Prof. Dr. Temiz, tarhanada bulunan proteinlerin vücut için gerekli olan bazı aminoasitleri bolca ve dengeli olarak içerdiğini belirterek, ''Tarhana, vücudumuzun mikroplara karşı dirençli olması açısından önemli olan vitaminler ve mineraller yönünden zengindir. Tarhanada özellikle B vitaminleri bol miktarda bulunur. Kepeği uzaklaştırılmamış undan yapılan tarhanalardaki B vitaminleri içeriği kepeksiz undan veya göceden (kabuğu soyulmuş ve kırılmış buğday) yapılan tarhanalara göre daha yüksektir. Kalsiyum, demir ve çinko ise tarhanada bol bulunan minerallerdir'' dedi.

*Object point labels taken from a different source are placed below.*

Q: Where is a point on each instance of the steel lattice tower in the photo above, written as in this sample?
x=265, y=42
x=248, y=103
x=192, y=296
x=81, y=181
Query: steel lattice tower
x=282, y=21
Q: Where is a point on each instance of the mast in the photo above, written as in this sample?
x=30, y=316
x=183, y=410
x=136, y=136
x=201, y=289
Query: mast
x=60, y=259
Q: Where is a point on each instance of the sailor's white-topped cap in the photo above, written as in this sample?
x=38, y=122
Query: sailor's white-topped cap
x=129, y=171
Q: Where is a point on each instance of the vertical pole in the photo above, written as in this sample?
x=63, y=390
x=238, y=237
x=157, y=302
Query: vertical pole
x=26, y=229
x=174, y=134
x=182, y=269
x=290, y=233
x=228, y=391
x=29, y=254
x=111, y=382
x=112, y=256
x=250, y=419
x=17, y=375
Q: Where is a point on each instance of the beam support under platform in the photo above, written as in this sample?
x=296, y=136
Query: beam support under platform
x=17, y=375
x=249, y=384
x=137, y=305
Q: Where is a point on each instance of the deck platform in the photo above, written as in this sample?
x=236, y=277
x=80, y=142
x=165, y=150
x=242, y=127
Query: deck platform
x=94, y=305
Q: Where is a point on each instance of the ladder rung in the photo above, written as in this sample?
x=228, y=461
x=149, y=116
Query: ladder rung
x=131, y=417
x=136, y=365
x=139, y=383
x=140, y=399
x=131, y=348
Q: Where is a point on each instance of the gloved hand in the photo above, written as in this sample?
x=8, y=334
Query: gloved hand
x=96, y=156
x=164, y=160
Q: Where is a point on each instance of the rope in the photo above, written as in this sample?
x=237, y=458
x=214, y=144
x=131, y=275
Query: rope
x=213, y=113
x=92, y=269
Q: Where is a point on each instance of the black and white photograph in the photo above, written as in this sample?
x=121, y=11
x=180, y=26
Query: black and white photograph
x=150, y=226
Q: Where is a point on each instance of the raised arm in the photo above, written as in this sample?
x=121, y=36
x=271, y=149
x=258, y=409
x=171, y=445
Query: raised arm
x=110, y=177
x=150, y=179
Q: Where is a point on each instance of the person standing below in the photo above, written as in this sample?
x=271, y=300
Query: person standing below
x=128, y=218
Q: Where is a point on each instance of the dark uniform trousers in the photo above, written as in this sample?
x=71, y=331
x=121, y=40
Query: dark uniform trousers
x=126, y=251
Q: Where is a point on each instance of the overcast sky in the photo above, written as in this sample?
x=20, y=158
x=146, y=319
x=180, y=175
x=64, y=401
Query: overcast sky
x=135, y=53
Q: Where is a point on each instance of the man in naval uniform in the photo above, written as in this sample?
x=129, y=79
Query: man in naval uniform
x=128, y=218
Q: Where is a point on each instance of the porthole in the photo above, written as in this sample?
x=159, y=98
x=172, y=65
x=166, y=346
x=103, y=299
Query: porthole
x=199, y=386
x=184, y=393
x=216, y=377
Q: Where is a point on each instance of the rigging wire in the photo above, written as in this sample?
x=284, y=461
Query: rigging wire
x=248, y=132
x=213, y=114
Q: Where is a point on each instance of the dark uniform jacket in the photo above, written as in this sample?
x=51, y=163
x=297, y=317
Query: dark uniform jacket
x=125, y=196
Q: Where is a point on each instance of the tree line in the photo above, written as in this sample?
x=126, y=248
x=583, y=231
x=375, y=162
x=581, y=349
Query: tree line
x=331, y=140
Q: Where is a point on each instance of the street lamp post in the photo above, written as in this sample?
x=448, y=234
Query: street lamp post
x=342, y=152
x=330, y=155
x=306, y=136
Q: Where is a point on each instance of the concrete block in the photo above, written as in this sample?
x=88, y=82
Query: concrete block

Gıdalarla alınan proteinlerin vücuda yararlı olabilmesi için ilk aşamada mide ve bağırsaklarda sindirilerek aminoasitlere kadar parçalanması gerektiğini kaydeden Temiz, ''Aminoasitler bağırsaklardan kolayca emilir ve vücuda yarar sağlar. Sindirilemeyen proteinler ise dışkıyla dışarı atılır ve vücut bu proteinlerden yararlanamaz. Tarhananın bileşimine yoğurt ve bitkilerden kaynaklanarak dahil olan laktik asit bakterileri tarhanadaki proteinleri belli ölçülerde aminoasitlere parçalayarak tarhanayı sindirimi kolay gıda şekline dönüştürür. Böylece aminoasitler tarhana ile vücuda hazır olarak girerler ve bağırsaklardan kolayca emilerek vücuda yarar sağlar. Buna bağlı olarak tarhananın besleme değeri artmış olur'' diye konuştu.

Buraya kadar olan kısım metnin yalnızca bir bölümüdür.